The Belgian papers this morning are
full of the deal reached last night by politicians on the obscure but complex and painful issue of the partition of Brussels-Halle-Vilvoorde. I was fascinated to read that one of the details is that the directly elected component of the
Belgian Senate is to be abolished.
The meat of the deal is that voters in the six
faciliteitengemeenten / communes à facilités will get to choose between Flemish and Francophone lists of candidates for the European elections, and between Brussels and Flemish Brabant constituency lists of candidates for Chamber elections, and this will be anchored in the constitution. (Up to now, everyone in the whole of BHV got to choose from both lists for the European elections, so this will now be restricted to Brussels and the six gemeenten; and there was no Flemish Brabant constituency for the Chamber, the west of the province being bundled with Brussels to make BHV and us in the east having our own Leuven constituency.)
Clearly it was too difficult to decide how the direct elections for the Senate could be fitted into this, and the simplest solution was just to stop having them.
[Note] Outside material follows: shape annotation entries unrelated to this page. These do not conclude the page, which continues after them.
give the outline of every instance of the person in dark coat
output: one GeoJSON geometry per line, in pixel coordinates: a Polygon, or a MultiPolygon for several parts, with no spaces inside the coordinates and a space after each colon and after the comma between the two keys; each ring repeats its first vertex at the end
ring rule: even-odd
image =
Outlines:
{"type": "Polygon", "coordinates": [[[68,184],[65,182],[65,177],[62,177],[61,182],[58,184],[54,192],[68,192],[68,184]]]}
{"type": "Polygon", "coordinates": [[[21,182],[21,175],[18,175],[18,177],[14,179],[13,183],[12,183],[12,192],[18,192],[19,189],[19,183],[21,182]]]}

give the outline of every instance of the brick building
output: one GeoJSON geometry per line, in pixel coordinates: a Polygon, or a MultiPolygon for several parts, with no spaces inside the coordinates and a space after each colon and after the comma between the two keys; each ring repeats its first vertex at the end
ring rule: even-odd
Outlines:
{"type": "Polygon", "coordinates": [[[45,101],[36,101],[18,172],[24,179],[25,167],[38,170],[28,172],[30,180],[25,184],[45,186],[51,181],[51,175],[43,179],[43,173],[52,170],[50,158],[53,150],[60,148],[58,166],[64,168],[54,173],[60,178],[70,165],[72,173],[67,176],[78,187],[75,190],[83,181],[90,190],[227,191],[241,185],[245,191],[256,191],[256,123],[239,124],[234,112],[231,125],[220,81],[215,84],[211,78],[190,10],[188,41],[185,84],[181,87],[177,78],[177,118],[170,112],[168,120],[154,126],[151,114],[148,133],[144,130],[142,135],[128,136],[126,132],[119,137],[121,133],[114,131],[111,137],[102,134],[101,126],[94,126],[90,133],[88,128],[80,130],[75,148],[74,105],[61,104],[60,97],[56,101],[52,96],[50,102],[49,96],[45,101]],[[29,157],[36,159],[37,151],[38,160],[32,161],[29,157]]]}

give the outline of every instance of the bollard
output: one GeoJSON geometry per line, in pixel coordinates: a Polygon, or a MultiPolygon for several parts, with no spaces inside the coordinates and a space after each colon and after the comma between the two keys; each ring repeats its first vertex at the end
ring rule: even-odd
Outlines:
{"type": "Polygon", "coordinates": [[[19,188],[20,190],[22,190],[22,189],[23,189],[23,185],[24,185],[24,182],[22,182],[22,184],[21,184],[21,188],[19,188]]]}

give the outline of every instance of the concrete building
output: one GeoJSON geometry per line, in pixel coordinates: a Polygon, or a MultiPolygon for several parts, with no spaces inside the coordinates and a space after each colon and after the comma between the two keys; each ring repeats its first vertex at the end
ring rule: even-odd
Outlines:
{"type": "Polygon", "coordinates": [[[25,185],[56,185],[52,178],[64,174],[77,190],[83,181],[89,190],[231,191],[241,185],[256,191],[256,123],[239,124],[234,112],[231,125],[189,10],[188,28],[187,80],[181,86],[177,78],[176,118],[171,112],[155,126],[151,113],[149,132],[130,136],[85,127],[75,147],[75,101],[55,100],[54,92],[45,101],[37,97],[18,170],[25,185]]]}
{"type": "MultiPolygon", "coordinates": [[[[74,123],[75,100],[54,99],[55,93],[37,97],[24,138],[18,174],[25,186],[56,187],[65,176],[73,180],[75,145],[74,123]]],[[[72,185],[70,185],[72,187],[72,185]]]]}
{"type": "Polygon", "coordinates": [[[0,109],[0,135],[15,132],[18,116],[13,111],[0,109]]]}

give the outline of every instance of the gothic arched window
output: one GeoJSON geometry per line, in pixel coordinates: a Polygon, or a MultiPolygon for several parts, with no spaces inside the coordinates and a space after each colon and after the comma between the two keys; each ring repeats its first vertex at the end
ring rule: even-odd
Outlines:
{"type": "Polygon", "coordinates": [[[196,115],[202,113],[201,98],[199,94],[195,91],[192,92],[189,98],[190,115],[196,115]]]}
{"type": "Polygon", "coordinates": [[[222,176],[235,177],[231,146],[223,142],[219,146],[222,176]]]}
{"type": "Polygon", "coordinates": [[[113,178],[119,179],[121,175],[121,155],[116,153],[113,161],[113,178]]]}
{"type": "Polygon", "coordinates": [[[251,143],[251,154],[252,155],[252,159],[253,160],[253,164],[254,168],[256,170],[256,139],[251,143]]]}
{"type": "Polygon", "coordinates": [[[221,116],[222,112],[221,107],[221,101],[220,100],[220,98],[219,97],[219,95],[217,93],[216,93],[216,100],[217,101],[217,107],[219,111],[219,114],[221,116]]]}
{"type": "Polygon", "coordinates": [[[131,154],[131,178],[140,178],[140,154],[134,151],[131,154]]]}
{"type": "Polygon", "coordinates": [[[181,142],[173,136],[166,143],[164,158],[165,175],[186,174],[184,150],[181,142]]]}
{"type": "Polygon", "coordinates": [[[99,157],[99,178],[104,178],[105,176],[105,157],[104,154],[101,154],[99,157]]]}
The Senate will continue to exist - the 21 Senators currently chosen by the Flemish, Francophone and German-speaking community parliaments will be increased to 51, and the 10 co-opted Senators remain. But the overall number thus drops from 71 to 61, plus the King's three children who are members but not usually counted.
So, at a moment when
crazy plans to introduce directly elected members of the UK's House of Lords are being discussed, Belgium is going the other way...
Edited to add - I had missed the crucial point that the royals are to be kicked out. So Belgium is removing both directly elected members and hereditaries from its upper house.